I wanted to do something different and present an illustration rather than just text answers.  What is nice of the TI-84 Plus (and really the TI-8x family extending back to the TI-81) is that the programming language allowing for easy transition between modes (home, graphing, matrix editing, table, etc.).  With RAKEWALL, I not only display text answers, but a visual of how the rake wall is laid out. 

Sometimes the best way to present information is through visuals, not just text.  I want to further explore this whenever it is warranted.

TI-84 Plus Program RAKEWALL



Input:  Rise, Run, O.C. (on center spacing).   RAKEWALL does not specify units, keep that in mind.  Use consistent units.  As a reminder, 12 inches is 1 foot.

Output:  Angle (in Degrees), stud spacing stored in list L1, stud lengths stored in list L2.  The program ends on the graph screen.  Press [ trace ] to see the values.  X is the length from the where the incline and base meet to the stud, Y is the stud length.
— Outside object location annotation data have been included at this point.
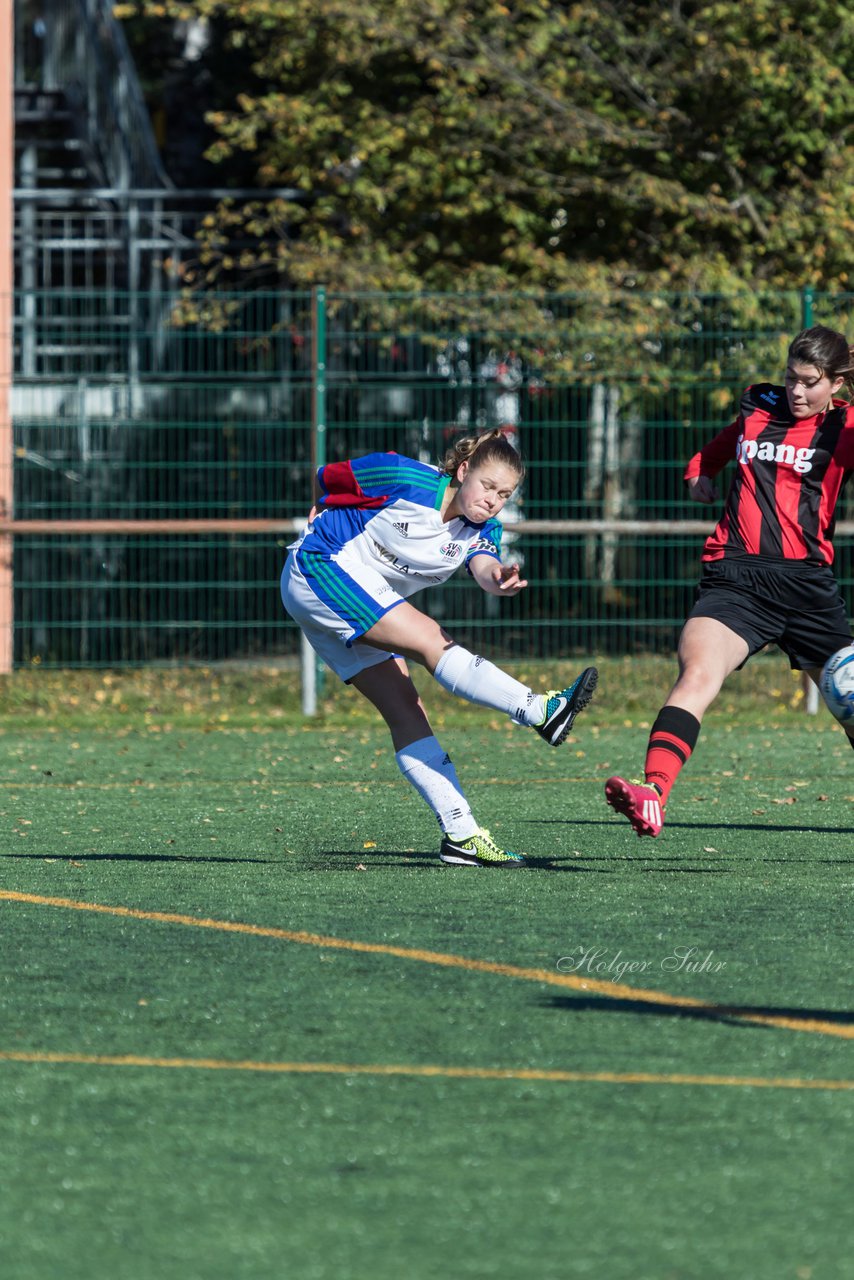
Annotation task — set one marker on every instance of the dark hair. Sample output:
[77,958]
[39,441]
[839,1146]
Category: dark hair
[478,449]
[827,350]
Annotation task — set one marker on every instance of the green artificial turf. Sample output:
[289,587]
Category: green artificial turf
[222,1148]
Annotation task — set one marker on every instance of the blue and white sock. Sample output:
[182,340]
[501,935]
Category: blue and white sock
[469,676]
[434,777]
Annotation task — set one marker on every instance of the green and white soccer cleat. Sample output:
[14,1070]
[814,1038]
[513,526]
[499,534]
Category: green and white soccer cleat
[478,850]
[563,704]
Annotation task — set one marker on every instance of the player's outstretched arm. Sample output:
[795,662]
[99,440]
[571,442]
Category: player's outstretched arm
[496,579]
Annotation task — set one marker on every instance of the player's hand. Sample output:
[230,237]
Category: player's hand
[702,489]
[507,580]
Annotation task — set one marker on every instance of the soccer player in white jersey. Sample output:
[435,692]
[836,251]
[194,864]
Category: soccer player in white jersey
[383,528]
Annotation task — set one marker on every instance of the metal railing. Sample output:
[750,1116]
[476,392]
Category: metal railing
[153,502]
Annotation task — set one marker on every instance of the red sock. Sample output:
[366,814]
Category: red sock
[671,741]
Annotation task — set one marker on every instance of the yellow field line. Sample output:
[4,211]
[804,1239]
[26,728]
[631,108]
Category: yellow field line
[548,977]
[424,1072]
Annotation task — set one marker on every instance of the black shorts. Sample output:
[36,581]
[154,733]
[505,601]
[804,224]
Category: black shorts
[790,603]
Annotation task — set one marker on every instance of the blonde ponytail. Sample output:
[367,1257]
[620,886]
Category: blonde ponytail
[491,447]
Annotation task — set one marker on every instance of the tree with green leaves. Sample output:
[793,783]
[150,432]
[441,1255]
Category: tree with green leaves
[694,145]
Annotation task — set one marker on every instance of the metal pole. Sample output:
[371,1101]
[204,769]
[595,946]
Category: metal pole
[313,672]
[7,311]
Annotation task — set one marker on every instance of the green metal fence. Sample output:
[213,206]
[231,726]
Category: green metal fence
[149,407]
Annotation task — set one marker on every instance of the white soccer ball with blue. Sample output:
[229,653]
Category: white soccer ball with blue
[836,684]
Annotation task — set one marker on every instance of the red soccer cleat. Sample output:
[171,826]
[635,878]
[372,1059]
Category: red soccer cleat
[639,803]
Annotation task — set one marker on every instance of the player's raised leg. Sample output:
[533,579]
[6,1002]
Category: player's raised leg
[708,652]
[429,768]
[407,631]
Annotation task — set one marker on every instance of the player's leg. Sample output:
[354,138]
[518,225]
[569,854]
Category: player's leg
[708,652]
[407,631]
[428,767]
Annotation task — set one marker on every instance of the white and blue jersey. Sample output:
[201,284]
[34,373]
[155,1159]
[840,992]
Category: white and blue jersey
[378,536]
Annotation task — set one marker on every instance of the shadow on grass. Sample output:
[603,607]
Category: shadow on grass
[734,1015]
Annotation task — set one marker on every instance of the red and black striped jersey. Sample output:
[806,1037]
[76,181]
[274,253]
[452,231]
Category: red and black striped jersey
[789,476]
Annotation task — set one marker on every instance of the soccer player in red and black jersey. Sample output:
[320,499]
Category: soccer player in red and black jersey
[767,575]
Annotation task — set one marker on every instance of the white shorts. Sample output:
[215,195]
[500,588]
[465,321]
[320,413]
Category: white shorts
[334,607]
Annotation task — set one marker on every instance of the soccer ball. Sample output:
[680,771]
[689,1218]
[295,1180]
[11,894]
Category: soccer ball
[836,684]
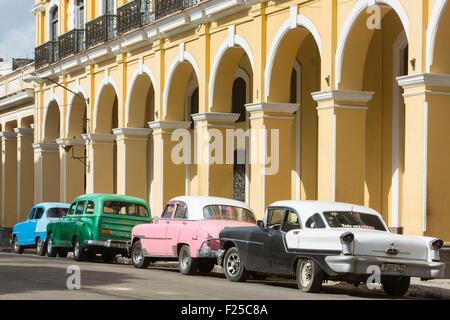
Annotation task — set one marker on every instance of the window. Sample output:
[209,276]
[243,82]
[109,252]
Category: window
[291,222]
[125,208]
[224,212]
[315,222]
[181,212]
[39,213]
[80,207]
[168,212]
[56,213]
[90,207]
[275,218]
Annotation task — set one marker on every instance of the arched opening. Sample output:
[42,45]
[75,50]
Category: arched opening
[371,62]
[107,119]
[141,112]
[295,74]
[231,93]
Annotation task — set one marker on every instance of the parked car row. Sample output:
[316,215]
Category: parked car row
[310,241]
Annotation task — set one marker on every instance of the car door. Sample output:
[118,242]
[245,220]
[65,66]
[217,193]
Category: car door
[175,227]
[280,258]
[260,242]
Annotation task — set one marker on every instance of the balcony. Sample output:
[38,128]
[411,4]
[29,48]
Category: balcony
[168,7]
[101,30]
[134,15]
[46,54]
[71,43]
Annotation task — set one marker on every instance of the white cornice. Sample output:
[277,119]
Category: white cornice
[343,95]
[216,117]
[288,108]
[424,79]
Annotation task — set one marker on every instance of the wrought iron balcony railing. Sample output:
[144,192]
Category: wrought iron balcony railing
[166,7]
[46,54]
[134,15]
[71,43]
[100,30]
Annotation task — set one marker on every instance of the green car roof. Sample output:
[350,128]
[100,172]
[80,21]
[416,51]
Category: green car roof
[110,197]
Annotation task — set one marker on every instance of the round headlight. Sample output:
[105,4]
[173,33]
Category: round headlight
[437,244]
[347,237]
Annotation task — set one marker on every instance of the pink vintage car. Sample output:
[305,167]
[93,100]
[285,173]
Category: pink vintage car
[188,231]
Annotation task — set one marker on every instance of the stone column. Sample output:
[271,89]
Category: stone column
[132,161]
[214,179]
[270,153]
[426,195]
[72,168]
[46,172]
[100,164]
[342,129]
[168,176]
[9,179]
[25,171]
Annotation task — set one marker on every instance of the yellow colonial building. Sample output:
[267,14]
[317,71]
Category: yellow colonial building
[358,92]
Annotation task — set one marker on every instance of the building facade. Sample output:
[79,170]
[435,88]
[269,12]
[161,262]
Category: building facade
[357,92]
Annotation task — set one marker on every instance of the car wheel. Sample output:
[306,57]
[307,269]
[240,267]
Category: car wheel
[396,286]
[188,266]
[138,258]
[206,266]
[40,247]
[108,256]
[309,276]
[18,249]
[233,266]
[62,253]
[52,252]
[78,252]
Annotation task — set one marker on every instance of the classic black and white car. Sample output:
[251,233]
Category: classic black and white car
[319,241]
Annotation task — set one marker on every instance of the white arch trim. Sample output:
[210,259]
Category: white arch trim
[108,80]
[52,98]
[232,41]
[79,90]
[432,30]
[182,57]
[142,70]
[351,19]
[293,22]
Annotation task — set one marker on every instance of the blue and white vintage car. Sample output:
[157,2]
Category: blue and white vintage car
[32,233]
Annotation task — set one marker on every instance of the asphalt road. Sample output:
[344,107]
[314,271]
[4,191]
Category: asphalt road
[31,277]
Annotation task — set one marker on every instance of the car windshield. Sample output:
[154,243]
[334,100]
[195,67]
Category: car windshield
[223,212]
[354,220]
[56,212]
[125,208]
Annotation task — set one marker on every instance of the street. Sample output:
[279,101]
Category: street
[31,277]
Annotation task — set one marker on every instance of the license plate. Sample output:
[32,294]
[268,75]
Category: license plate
[393,267]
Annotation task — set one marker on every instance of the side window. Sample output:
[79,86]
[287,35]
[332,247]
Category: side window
[80,207]
[315,222]
[31,213]
[168,212]
[275,218]
[181,212]
[39,213]
[291,222]
[90,207]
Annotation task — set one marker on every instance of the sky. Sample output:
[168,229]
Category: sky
[17,29]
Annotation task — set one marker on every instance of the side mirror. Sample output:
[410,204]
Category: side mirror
[261,225]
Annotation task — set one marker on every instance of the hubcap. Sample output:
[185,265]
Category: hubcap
[233,264]
[306,273]
[137,256]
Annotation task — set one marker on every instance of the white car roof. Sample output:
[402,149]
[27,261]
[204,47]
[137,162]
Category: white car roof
[308,208]
[195,204]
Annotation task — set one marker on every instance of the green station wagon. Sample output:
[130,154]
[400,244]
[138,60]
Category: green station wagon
[96,224]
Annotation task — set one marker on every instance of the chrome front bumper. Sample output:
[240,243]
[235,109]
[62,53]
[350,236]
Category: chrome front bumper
[360,266]
[113,244]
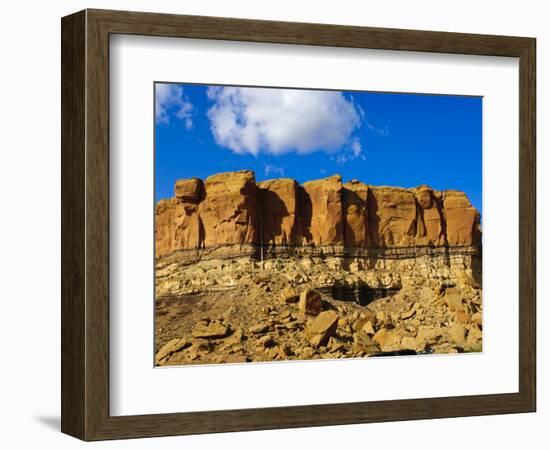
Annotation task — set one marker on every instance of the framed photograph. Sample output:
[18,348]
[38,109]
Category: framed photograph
[273,225]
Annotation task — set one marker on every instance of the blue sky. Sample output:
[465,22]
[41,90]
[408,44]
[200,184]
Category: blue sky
[378,138]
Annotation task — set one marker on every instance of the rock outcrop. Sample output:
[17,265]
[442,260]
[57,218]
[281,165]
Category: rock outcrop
[231,211]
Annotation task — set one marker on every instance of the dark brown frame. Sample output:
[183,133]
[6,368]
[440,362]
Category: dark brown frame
[85,224]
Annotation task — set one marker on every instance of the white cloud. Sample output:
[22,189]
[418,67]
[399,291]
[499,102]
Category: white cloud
[385,131]
[272,169]
[171,98]
[353,151]
[278,121]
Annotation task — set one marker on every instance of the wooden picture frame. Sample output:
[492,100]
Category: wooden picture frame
[85,224]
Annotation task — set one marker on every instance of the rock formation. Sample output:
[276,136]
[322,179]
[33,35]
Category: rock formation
[275,270]
[232,211]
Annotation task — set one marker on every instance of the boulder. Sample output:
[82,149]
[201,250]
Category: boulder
[290,295]
[363,343]
[170,348]
[322,328]
[310,302]
[211,330]
[387,340]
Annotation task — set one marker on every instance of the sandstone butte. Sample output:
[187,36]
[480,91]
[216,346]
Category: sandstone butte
[232,210]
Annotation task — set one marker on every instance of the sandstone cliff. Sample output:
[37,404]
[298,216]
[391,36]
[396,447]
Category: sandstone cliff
[232,210]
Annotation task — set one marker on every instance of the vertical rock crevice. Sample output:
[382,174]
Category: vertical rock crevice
[231,209]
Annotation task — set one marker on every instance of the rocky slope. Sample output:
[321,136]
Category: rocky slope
[380,269]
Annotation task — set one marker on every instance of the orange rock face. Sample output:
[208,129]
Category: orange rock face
[278,202]
[355,207]
[229,213]
[462,219]
[430,228]
[326,210]
[392,217]
[231,208]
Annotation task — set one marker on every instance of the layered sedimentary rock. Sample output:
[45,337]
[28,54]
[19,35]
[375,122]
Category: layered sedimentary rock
[231,210]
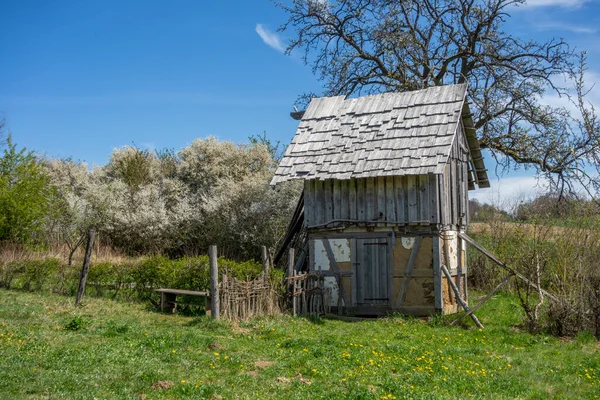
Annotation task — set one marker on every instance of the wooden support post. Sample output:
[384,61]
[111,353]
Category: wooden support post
[214,282]
[336,271]
[86,266]
[291,286]
[506,267]
[295,299]
[437,275]
[265,260]
[486,298]
[459,298]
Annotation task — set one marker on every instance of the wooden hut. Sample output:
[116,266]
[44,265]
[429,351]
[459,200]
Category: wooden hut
[385,195]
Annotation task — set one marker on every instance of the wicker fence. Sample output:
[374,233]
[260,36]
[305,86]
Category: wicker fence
[309,294]
[240,300]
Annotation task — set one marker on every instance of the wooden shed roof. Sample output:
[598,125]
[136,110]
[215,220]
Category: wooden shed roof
[387,134]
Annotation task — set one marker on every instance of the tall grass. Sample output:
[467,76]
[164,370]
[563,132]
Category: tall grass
[562,259]
[113,275]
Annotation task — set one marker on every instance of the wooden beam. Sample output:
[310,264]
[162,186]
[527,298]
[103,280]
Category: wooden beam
[214,282]
[506,267]
[409,269]
[437,274]
[86,266]
[336,270]
[486,298]
[459,298]
[265,260]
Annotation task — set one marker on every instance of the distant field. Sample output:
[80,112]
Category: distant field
[114,350]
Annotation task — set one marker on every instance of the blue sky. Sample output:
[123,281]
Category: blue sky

Please note that results are exact and not rounded (i.e. to the nearest 1/16th).

Program:
"EWS 2016-12-01"
ClrDraw
Degree
Input "RUN:",L
Input "O.C. SPACING:",S
Input "BASE:",B
Input "RISE:",R

seq(X,X,L,0,­S)→L
tan^-1(R/L)→θ

L*tan(θ)+B→L
augment(L,{0})→L
augment(L,{B})→L

Disp "ANGLE:",θ
Disp "NUMBER OF STUDS:",dim(L)-2
Disp "(L: DIST. FROM SHORT PT."
Disp "L: STUD LENGTH)"
Pause

PlotsOff
PlotsOn 1
Plot1(xyLine,L,L)

­0.5→Ymin
B+R+.5→Ymax
­.5→Xmin
L+.5→Xmax

For(I,1,dim(L))
Line(L(I),0,L(I),L(I))
End
Line(0,0,L,0)
Line(L,0,L,B)

DispGraph

Example:

Run:  6 feet
O.C.:  1 foot 6 inches, or 16/12 inches
Base:  6 feet
Rise:  5 feet



This program was inspired by the Calculated Industries Construction Master 5 calculator.  I am thinking about purchasing their Construction Pro calculator (most likely the app). 

Happy December!

Eddie

This blog is property of Edward Shore, 2016.